Abri os olhos, no susto, pensando ter perdido a hora de acordar. Me levantei e caí sobre o tapete, graças ao lençol enrolado na minha perna, deixando o meu joelho dolorido. Pombas! Olhei para o relógio, e já eram 07h30.
  Praguejei, me levantando devagar, acariciando o meu pescoço dolorido, usando um pijama que não combinava, ainda por cima do lado avesso, estranhando o fato do meu pijama novo roxo estar no chão e a roupa da festa de ontem apoiada na cadeira com manchas amareladas e areia.
   Peguei-o e senti um cheiro de perfume masculino no tecido. Ah meu Deus, murmurei, nervosa, esfregando o rosto, com a peça contra o corpo, caminhando até o banheiro, para tomar banho, porque notei que aquele mesmo cheiro também estava na minha pele.
   Até os meus joelhos estavam arranhados e doloridos, por causa da minha queda na mata e dos minutos ajoelhada no estábulo.

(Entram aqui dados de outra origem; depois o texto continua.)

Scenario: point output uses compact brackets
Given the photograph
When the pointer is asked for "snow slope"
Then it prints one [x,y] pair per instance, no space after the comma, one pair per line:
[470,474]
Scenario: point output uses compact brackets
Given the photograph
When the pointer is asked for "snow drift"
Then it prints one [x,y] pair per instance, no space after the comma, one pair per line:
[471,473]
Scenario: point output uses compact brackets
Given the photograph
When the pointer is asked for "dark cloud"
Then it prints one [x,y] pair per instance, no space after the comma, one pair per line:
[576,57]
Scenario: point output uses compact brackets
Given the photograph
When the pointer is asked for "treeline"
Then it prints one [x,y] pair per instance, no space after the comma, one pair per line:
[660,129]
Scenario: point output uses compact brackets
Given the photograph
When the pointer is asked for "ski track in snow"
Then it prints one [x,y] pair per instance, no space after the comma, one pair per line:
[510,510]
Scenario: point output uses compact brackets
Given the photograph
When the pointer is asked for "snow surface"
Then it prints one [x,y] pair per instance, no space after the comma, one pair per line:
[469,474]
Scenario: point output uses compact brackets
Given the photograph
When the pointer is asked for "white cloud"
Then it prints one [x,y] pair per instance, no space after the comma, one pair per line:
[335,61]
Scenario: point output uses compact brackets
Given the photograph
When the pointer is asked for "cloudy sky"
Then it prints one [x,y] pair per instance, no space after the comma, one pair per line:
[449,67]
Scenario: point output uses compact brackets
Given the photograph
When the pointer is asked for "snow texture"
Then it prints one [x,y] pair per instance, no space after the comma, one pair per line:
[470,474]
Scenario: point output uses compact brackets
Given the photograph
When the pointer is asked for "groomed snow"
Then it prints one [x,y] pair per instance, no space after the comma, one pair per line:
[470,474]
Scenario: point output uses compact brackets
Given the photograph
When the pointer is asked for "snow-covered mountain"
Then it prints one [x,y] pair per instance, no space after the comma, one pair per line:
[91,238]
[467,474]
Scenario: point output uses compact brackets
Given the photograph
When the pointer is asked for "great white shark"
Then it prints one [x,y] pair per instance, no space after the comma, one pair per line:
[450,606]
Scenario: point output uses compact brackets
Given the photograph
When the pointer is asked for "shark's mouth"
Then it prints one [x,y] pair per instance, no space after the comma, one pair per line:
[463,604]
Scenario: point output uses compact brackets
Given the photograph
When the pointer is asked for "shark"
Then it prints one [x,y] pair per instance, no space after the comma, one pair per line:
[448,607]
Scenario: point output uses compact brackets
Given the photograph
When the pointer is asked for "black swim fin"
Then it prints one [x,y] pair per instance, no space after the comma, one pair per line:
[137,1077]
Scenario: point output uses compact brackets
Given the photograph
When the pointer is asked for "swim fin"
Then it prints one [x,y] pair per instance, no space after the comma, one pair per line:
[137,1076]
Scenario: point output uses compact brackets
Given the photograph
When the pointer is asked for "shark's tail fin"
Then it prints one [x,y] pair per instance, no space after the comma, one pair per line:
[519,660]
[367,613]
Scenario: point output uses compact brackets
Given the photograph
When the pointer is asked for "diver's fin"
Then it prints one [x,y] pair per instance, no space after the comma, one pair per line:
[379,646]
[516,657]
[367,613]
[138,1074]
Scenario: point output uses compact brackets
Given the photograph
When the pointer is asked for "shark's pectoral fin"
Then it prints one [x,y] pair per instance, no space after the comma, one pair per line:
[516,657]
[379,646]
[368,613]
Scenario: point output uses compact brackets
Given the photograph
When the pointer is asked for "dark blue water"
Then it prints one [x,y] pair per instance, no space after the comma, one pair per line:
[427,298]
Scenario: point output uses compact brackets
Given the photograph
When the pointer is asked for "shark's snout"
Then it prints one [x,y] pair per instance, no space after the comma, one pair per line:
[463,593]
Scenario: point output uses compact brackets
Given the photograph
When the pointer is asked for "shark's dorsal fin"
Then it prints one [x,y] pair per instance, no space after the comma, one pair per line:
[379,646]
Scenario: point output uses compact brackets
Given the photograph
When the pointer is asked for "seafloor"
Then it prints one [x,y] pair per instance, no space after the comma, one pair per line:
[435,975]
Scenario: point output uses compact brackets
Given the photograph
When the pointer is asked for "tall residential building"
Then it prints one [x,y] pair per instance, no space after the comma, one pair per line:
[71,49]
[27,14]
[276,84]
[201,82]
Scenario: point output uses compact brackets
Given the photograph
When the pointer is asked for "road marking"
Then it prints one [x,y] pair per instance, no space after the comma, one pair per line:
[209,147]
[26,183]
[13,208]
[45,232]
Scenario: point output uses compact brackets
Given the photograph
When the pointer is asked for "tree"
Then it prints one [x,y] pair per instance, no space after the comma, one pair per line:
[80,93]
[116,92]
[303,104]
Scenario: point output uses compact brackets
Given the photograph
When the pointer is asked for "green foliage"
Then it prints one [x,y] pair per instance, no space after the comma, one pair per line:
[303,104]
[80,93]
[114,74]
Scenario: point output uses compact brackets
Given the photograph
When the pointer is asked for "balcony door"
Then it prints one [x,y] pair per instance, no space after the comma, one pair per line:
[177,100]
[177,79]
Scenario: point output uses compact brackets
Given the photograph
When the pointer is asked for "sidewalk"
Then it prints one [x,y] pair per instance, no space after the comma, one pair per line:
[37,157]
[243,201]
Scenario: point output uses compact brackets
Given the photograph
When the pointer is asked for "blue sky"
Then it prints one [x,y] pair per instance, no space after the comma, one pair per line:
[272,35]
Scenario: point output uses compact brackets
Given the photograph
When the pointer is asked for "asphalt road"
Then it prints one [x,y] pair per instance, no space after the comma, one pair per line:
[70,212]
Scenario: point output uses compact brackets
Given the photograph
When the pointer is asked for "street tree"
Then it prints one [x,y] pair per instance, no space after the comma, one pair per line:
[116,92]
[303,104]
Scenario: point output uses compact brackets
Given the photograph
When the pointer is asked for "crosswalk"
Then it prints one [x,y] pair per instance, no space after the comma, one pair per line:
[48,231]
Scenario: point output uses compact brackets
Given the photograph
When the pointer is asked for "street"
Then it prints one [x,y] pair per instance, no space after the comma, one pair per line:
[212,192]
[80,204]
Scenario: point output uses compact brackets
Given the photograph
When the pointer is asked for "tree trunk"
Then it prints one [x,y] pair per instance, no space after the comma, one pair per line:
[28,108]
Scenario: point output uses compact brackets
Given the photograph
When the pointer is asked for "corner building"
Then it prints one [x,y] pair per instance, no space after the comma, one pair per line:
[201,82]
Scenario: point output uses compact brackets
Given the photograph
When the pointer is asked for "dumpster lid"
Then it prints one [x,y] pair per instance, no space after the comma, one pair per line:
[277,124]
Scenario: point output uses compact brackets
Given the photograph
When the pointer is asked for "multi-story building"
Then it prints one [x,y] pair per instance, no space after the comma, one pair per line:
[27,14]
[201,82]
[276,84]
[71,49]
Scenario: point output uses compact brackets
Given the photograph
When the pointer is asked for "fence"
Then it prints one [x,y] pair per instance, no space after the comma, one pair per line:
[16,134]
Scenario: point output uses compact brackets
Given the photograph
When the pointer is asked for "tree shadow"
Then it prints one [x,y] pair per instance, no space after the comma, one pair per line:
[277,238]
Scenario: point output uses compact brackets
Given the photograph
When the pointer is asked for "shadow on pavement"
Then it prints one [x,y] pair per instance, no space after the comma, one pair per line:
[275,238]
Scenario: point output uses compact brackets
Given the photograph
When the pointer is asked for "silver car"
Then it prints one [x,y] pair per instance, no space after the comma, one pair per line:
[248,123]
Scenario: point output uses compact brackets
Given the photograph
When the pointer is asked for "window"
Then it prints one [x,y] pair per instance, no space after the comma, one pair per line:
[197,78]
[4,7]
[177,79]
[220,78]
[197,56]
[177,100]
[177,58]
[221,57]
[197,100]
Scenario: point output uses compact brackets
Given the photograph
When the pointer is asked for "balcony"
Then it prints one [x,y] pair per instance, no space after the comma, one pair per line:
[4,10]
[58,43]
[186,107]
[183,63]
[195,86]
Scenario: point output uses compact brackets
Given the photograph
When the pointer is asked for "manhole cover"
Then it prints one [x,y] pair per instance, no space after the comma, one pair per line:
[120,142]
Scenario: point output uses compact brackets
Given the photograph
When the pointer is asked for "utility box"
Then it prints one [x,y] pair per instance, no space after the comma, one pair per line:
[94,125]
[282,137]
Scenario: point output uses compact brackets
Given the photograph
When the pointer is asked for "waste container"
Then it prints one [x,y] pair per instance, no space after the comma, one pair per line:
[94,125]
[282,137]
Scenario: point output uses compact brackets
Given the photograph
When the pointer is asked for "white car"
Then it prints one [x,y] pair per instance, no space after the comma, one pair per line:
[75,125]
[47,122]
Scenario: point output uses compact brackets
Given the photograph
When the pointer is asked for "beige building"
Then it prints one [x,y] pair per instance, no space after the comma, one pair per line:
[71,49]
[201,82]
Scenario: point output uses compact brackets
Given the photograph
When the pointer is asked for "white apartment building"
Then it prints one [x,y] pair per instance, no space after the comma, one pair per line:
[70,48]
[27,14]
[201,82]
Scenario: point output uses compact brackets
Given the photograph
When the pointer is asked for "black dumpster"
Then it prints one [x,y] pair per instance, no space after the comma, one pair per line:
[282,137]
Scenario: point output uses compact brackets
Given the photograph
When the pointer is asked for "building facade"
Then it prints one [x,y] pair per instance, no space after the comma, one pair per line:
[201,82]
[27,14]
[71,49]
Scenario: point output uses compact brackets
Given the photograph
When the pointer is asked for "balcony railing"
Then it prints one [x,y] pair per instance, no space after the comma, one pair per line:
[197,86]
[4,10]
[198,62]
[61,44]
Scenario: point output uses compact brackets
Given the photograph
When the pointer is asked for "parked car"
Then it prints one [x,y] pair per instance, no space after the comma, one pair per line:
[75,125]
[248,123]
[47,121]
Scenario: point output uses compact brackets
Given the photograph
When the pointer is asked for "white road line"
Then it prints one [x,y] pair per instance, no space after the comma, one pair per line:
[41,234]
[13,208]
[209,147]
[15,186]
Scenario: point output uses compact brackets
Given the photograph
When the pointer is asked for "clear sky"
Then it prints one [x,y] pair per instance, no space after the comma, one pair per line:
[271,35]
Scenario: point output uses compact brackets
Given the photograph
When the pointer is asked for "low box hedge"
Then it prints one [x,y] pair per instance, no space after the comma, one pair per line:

Também encontrei os meus sapatos cheios de lama, totalmente imundos, num canto.
   O que foi que eu fiz?, questionei-me, depois de achar a minha calcinha jogada com uma pequena mancha de sangue no fundo no fundo. Ah, não, aconteceu mesmo! Me arrumei, com uma camisa clara de mangas longas, por causa da baixa temperatura, e vesti uma calça justa escura, sentindo as nádegas também doloridas, lembrando o quanto fui imprudente.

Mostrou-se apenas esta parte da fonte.